Former Midwest League pitcher Wade Davis signed a three-year, $52 million contract with the Colorado Rockies on Friday, making the All-Star closer the highest-paid (per year) reliever in MLB history.
The deal reportedly includes a $15 million vesting player option for the 2021 season. The guaranteed part of the contract pays Davis $16 million in 2018, $18 million in 2019, and $17 million in 2020.
Davis was a starting pitcher when he made his major-league debut for the Tampa Bay Rays in 2009. The Rays traded him to the Royals in December 2012, and Kansas City traded him to the Chicago Cubs in December 2016.
Since the Royals converted him to a full-time reliever in 2014, Davis has led all MLB relievers with a 1.45 ERA. In 2014-15, he became the first qualifying pitcher in MLB history to record consecutive seasons of 1.00 or less (1.00 in 2014 and 0.94 in 2015). He had a 1.87 ERA in 2016 and a 2.30 ERA in 2017. He has 79 career saves.

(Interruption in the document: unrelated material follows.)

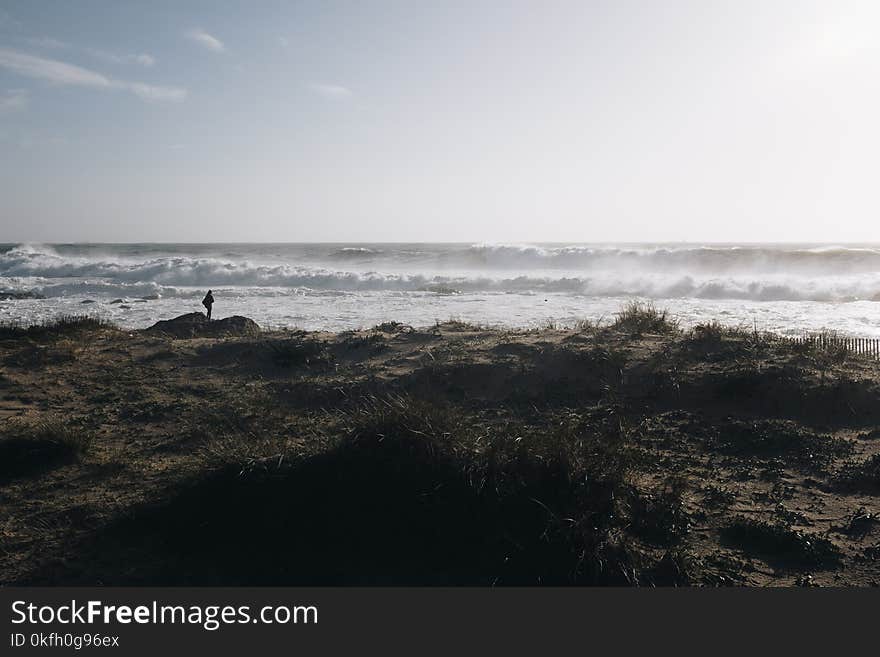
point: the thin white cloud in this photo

Davis was exclusively a starting pitcher when he was in the minor leagues, including the 2006 season with the Midwest League’s Southwest Michigan Devil Rays. (That team moved from Battle Creek to Midland and became the Great Lakes Loons starting with the 2007 season.) He went 7-12 with a 3.02 ERA, 165 strikeouts and 64 walks in 146 innings (27 starts) in the Midwest League. In his final MWL start, Davis pitched a seven-inning no-hitter against the Beloit Snappers — and lost the game 1-0. (That was one of only four times a MWL team has lost a game despite pitching a no-hitter. The Lansing Lugnuts did it most recently, vs. the Peoria Chiefs in the second game of a doubleheader on July 14, 2016.)